There stood unused on the Bienvenu estate a comfortable dwelling, the Lodge, which Lanny

had built for Nina and Rick. He begged them to come and occupy it this season; he had some

important ideas he wanted to discuss. But Rick said the pater had been hit too hard by the slump,

which seemed to have been aimed at landowners all over the world. Lanny replied with a

check to cover the cost of the tickets; it had been earned by the sale of one of Marcel's pictures,

and there were a hundred more in the storeroom. Also, Lanny explained, the vegetable garden at

Bienvenu had been enlarged, so as to give some of Leese's cousins a chance to earn their keep.

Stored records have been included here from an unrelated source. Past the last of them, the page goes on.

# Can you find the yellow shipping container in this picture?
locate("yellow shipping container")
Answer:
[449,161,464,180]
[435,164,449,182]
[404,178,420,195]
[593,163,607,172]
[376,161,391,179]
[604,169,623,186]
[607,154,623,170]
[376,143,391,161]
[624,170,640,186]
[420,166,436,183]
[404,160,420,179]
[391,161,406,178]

Come and help to eat the stuff!

Mother and father and the three children came; and after they had got settled, Lanny

revealed what he had in mind: to get some more money out of the picture business (perhaps

Irma would want to put some in) to found a weekly paper, with Rick as editor. They would try

to wake up the intellectuals and work for some kind of co-operative system in Europe before it

was too late. Lanny said he didn't know enough to edit a paper himself, but would be what in

America was called an "angel."

Rick said that was a large order, and did his friend realize what he was letting himself in for?

The commercial magazine field was pretty crowded, and a propaganda paper never paid

expenses, but cost like sin. Lanny said: "Well, I've spent my share on sin, and I might try

something else for a change."

"One can't publish a paper in a place like Cannes," declared Rick. "Where would you go?"

"I've wondered if it mightn't be possible to bring out a paper in London, and at the same time

in Paris in French?"

"You mean with the same contents?"

"Well, practically the same."

"I should say that might be done if the paper were general and abstract. If you expect to deal

with current events, you'd find the interests and tastes of the two peoples too far apart."

"The purpose would be to bring them together, Rick. If they read the same things, they

might learn to understand each other."

"Yes, but you're trying to force them to read what they don't want. The paper would seem

foreign to both sides; your enemies would call it that and make it appear still more so."

"I don't say it would be easy," replied the young idealist. "What makes it hard is exactly what

makes it important."

"I don't dispute the need," Rick said. "But it would cost a pile of money: A paper has to come

out regularly, and if you have a deficit, it goes on and on."

"Would you be interested in it as a job?" persisted the other.

"I'd have to think it over. I've come down here with a mind full of a play."

That was the real trouble, as it turned out. There was no use imagining that anybody could

edit a paper as a sideline; it was a full-time job for several men, and Rick would have to give up

his life's ambition, which was to become a dramatist. He had had just enough success to keep

him going. That, too, was an important task: to force modern social problems into the theater,

to break down the taboo which put the label of propaganda upon any effort to portray that class

struggle which was the basic fact of the modern world. Rick had tried it eight or ten times, and

said that if he had put an equal amount of energy and ability into portraying the sexual

entanglements of the idle rich, he could have joined that envied group and had plenty of

entanglements. But he was always thinking of some wonderful new idea which no audience

would be able to resist; he had one now, and so the Franco-British weekly would have to wait

until the potential editor had relieved his mind.

Lanny said: "If it's a good play, maybe Irma and I will back it." He always included his wife,

out of politeness, and the same motive would cause her to come along.

"That costs money, too," was Rick's reply. "But at least, if the play falls flat, you don't have to

produce it again the next week and the week after."

VII

Zaharoff was back at his hotel in Monte, and would send his car for Madame Zyszynski, and

write notes expressing his gratitude to the family. He said he wished there were something he

could do in return; and apparently he meant it, for when Robbie Budd came into possession of

a block of New England-Arabian stock, he came to see the old man, who bought the stock at

Robbie's own price. It wasn't a large amount, but Lanny said it was a sign that the duquesa

really was "coming through."

Beauty was devoured by curiosity about these seances, and questioned Madame every time she

came back; but the medium stuck to her story that she had no idea of what happened when

she was in her trance. Evidently Tecumseh was behaving well, for when she came out she

would find the sitter gracious and considerate. She always had tea with the maid of Sir Basil's

married daughter, and sometimes the great man himself asked questions about her life and ideas.

Evidently he was reading along the lines of spiritualism, but he never said a word about

himself, nor did he mention the duquesa's name.